Da janela mostrou-o ao amigo.
"Assim posso detectar qualquer brisa, por menor que seja"
E esperaram.
Quando estavam quase desistindo, o cata-vento deu uma volta.
"Você soprou, não soprou?", perguntou Tiago.
O outro negou mas não o convenceu.
Havia um código de ética entre a turma que precisava ser respeitado. Caso contrário era declarada a guerra. Como principal conseqüência podiam ficar de mal por muito tempo como já acontecera de outras vezes.
Ficaram irritados um com o outro. Um por que achava que o outro trapaceava; outro porque achava que o um não confiava nele. E ataques de raios de sol fulminantes cruzaram a rua. Aquela altura já haviam apelado para espelhos maiores. Hector trouxe um quarenta por quarenta com moldura floreada do quarto dos pais. Tiago, respondeu ao fogo com um espelhão comprido rachado no canto que a tia usava para se empetecar.
No momento mais acirrado da batalha, uma trégua providencial. Não uma trégua acordada por ambos os lados mas imposta pacificamente por uma nuvenzinha branca de algodão que ocultou o sol deixando-os sem munição.

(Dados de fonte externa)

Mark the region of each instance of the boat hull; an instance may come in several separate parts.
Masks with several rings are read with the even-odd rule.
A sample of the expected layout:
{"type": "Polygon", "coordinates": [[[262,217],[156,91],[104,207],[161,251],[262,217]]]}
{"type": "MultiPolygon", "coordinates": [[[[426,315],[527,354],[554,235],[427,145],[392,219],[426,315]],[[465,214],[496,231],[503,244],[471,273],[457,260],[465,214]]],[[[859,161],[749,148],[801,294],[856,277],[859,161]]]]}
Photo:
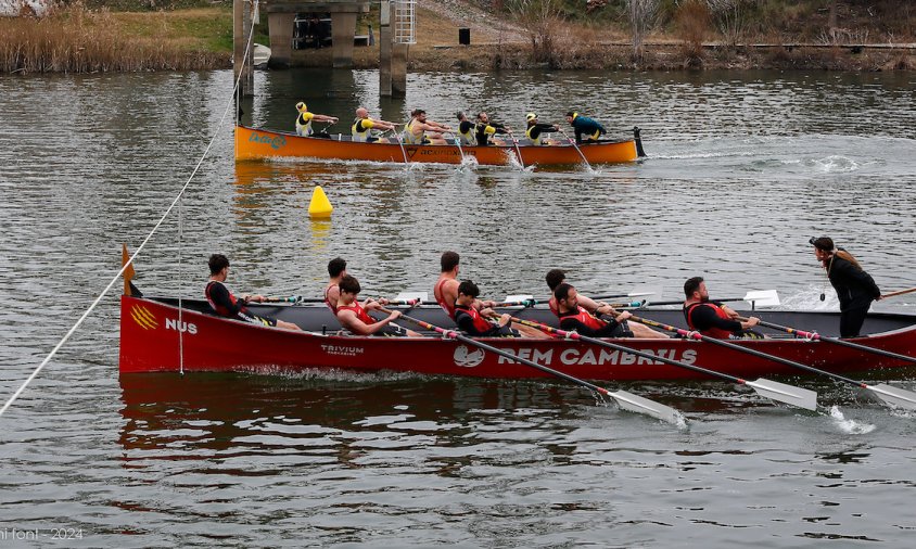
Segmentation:
{"type": "Polygon", "coordinates": [[[236,126],[236,159],[253,161],[265,158],[302,157],[343,161],[369,161],[394,163],[440,163],[461,164],[463,156],[473,157],[482,165],[510,165],[518,162],[518,155],[525,166],[555,166],[581,164],[582,156],[589,164],[633,162],[637,159],[636,141],[600,142],[580,145],[580,155],[572,145],[557,146],[463,146],[456,145],[409,145],[397,143],[359,143],[315,137],[300,137],[295,133],[270,131],[236,126]],[[463,154],[463,156],[462,156],[463,154]]]}
{"type": "MultiPolygon", "coordinates": [[[[316,314],[321,311],[317,307],[314,309],[316,314]]],[[[326,325],[331,331],[326,329],[325,333],[292,332],[228,320],[193,308],[179,309],[163,301],[123,296],[119,370],[122,373],[132,373],[179,370],[277,372],[341,369],[505,379],[549,376],[534,368],[442,336],[338,335],[336,325],[326,325]]],[[[684,368],[571,340],[481,341],[581,379],[709,379],[704,374],[684,368]]],[[[704,342],[679,339],[615,342],[657,357],[750,380],[763,375],[802,373],[767,359],[704,342]]],[[[913,356],[916,353],[916,328],[900,328],[863,339],[862,342],[913,356]]],[[[786,339],[743,341],[738,344],[832,372],[874,371],[913,366],[906,361],[826,342],[786,339]]]]}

Finalmente alguém passou pela rua: Era dona Ester, a carola, de sombrinha roxa e véu na cabeça grisalha. Decerto ia para a igreja rezar - onde mais poderia ir àquela hora? O mormaço da tarde assemelhava-se ao inferno que ela tanto temia, por isso refrescava-se com o leque de palha fina trançada com detalhes campestres.

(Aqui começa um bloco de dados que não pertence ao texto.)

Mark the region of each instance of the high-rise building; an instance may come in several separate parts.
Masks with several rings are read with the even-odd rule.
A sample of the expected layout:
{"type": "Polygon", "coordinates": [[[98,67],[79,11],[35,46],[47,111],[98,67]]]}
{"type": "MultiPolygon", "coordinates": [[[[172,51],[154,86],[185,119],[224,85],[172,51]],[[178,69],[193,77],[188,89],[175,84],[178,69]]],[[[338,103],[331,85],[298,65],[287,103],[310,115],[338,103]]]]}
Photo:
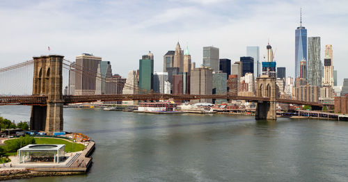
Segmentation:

Não se sabe ao certo se foi o simples deslocamento gerado pelo abanar do leque de dona Ester que pôs finalmente o ar em movimento.
O que se sabe é que aquele sopro só foi percebido quando pôs em movimento as pás do cata-vento de Hector que, fincado num vazo sem flores, assistia imparcial à batalha em curso.
Era um girar lento, porém continuo.
Não fosse a membrana importuna da conjuntivite, perceberia-se o brilho que se apoderou dos olhos dos meninos que já não eram inimigos ferrenhos: Tiago não duvidava de Hector. E Hector se sentia reabilitado pelo vento redentor.
Um pôs sua pipa nova alto no céu e ela saracoteou ao vento. O mesmo vento que manteve girando o cata-vento azul fincado no vaso de cerâmica vermelha onde a mãe do outro pretendia plantar jasmins.